Other Latin American countries are well ahead of Mexico's recycling programs, but the nation has considerable incentives. Those incentives for stronger Mexican environmental policies include the NAFTA treaty, its membership in the Organization of Economic Cooperation and Development (OECD) and its trade relationships with the U.S. and Europe, according to a 2006 report by Maryland-based Raymond Communications.
Despite these incentives, Mexico recycles only about 6 percent of its solid waste, compared to 10 percent in Colombia and approximately 15 percent in Peru, but it has the potential to fairly easily recycle about one-third, the report says.
In Mexico City, the nation's capital and one of the world's biggest population centers, the need for effective waste management is clear. Its only landfill, Bordo Poniente, which has an operating budget of approximately $150 million per year, is likely to be closed in the next year and is now at risk of fracturing its base and leaking contaminants into the soil, according to local news reports. Mexico City has three separation plants, but they are controlled by powerful unions and only yield about 6 percent of the city's total trash as recyclable material. Separation of trash has been mandatory for residences and businesses in Mexico City since October 2004, but the problem is in how to implement the law when many neighborhoods don't have compartmentalized trucks.
NEIGHBORHOOD WATCH
The Miguel Hidalgo Delegation, one of 16 sections of Mexico City, has taken a novel approach--it took the 2004 solid waste law seriously and began to invest in recycling to reduce trash and keep the area clean. Neighborhood officials are modernizing trucks and educating citizens about trash separation, while leaving potential profits in the hands of collection crews.
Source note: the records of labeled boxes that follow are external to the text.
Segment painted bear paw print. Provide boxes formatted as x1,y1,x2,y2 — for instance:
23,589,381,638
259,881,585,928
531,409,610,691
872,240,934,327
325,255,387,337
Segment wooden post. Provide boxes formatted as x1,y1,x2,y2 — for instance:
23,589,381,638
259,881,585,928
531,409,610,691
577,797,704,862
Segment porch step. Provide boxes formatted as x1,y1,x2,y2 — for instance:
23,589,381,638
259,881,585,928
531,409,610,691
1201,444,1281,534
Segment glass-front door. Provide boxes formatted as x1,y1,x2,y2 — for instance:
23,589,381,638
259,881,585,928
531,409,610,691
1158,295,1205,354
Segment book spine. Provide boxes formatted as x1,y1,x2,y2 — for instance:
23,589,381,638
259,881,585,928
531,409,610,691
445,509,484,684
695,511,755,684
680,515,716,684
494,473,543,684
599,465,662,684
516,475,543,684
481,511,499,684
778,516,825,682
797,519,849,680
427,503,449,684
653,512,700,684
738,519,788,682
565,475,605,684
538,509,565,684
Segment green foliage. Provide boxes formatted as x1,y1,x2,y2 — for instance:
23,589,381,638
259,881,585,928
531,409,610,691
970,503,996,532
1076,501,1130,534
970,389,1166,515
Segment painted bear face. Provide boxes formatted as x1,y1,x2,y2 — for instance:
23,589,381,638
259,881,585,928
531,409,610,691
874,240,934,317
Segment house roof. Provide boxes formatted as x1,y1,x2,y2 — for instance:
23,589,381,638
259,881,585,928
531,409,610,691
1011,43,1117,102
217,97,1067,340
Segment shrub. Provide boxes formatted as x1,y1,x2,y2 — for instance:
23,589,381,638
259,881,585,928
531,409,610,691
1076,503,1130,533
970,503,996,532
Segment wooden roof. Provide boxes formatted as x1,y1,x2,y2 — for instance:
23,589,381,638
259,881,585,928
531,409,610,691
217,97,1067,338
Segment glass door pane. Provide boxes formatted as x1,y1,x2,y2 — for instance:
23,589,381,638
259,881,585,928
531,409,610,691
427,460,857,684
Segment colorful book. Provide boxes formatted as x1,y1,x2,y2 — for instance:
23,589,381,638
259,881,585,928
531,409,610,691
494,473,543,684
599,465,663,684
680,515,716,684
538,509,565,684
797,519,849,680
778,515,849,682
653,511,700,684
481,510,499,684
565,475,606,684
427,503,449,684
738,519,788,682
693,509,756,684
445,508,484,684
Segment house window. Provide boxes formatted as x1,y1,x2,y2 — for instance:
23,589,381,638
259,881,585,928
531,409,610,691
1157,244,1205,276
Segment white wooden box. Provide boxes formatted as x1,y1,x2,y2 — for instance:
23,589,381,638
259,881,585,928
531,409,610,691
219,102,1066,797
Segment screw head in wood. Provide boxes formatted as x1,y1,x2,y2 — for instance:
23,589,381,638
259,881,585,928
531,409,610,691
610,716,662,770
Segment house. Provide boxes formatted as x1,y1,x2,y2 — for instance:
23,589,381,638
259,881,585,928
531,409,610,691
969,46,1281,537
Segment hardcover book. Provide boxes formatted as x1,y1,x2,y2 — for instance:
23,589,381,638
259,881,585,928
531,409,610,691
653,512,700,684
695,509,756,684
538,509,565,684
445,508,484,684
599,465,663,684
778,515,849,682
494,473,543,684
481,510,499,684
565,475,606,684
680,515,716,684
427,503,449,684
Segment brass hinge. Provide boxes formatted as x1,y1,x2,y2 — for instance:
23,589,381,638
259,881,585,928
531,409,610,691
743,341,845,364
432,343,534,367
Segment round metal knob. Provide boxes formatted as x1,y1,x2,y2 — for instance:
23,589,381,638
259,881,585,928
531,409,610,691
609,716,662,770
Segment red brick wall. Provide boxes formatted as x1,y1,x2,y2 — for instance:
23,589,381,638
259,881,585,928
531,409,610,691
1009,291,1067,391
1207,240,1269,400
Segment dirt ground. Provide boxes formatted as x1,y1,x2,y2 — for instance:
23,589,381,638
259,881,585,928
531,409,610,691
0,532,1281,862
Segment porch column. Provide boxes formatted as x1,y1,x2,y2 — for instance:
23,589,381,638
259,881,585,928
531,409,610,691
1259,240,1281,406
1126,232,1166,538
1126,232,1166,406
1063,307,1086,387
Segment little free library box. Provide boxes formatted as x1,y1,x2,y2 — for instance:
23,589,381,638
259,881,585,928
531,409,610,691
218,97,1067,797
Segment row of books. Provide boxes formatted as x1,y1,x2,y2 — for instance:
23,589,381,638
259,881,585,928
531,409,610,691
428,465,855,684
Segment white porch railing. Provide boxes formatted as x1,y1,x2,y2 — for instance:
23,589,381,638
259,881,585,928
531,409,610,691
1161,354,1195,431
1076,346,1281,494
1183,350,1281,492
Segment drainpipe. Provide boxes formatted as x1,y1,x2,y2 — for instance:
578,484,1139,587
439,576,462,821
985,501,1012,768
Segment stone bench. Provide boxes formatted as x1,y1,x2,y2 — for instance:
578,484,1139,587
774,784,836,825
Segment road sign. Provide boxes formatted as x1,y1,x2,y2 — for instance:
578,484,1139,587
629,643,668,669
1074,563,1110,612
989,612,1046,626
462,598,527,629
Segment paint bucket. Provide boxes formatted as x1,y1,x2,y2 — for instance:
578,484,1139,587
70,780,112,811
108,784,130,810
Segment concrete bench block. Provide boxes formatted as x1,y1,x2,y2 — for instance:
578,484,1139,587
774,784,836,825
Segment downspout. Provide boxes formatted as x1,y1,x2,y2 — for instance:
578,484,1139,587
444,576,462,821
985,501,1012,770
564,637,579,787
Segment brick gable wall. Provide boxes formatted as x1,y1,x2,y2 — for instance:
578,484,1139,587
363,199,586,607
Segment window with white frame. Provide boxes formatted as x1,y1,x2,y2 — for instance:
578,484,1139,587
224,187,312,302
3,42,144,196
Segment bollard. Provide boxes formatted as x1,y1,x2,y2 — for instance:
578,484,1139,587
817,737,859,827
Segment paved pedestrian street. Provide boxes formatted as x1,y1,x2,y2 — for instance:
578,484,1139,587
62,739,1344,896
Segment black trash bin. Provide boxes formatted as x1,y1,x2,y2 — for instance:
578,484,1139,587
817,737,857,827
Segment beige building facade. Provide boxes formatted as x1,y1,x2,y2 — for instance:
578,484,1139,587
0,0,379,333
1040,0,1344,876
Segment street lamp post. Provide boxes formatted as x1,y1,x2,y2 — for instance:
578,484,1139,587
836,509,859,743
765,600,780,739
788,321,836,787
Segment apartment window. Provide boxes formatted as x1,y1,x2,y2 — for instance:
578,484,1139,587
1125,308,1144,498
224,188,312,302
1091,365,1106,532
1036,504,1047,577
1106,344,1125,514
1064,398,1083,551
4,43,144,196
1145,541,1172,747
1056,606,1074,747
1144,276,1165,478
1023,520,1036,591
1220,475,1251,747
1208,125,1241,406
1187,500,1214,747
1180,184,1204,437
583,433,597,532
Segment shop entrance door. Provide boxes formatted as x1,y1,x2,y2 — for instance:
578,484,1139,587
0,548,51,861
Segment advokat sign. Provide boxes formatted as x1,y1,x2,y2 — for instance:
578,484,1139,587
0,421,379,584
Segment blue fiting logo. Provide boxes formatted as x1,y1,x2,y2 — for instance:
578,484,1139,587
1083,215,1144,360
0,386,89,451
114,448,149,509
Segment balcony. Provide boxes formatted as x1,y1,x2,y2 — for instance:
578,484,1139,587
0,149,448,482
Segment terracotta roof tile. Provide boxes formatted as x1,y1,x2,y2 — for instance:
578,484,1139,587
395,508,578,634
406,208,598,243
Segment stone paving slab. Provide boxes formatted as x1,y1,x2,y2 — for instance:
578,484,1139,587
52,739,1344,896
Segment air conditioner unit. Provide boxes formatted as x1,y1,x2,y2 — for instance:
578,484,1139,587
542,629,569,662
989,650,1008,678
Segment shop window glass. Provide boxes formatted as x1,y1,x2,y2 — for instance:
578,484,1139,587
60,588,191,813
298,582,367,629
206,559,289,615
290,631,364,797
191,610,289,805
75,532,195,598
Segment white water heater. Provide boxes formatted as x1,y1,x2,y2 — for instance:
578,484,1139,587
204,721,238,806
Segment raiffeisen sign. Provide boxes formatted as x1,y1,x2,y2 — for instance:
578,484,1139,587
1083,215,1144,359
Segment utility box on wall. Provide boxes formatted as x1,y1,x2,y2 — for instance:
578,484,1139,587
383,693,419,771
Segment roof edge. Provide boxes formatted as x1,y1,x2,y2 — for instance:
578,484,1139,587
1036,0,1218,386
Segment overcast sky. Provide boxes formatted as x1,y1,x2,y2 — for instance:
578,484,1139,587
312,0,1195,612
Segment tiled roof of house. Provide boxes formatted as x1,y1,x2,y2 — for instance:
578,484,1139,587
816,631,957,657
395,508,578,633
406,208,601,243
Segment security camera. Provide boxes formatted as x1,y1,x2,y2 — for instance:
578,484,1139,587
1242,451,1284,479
The delegation now separates its 700 tons of waste per day into about 50 tons of organic material for compost and 650 tons of inorganic material, which is sent to plants for further sorting and recycling.
Since Mexico City made trash separation mandatory by law three years ago, Miguel Hidalgo may well be the only delegation that has taken steps to institutionalize recycling. The delegation has purchased 11 trucks with space for organic and inorganic material, and its education campaigns in schools, businesses and public places like markets have made citizens more compliant in separating their trash.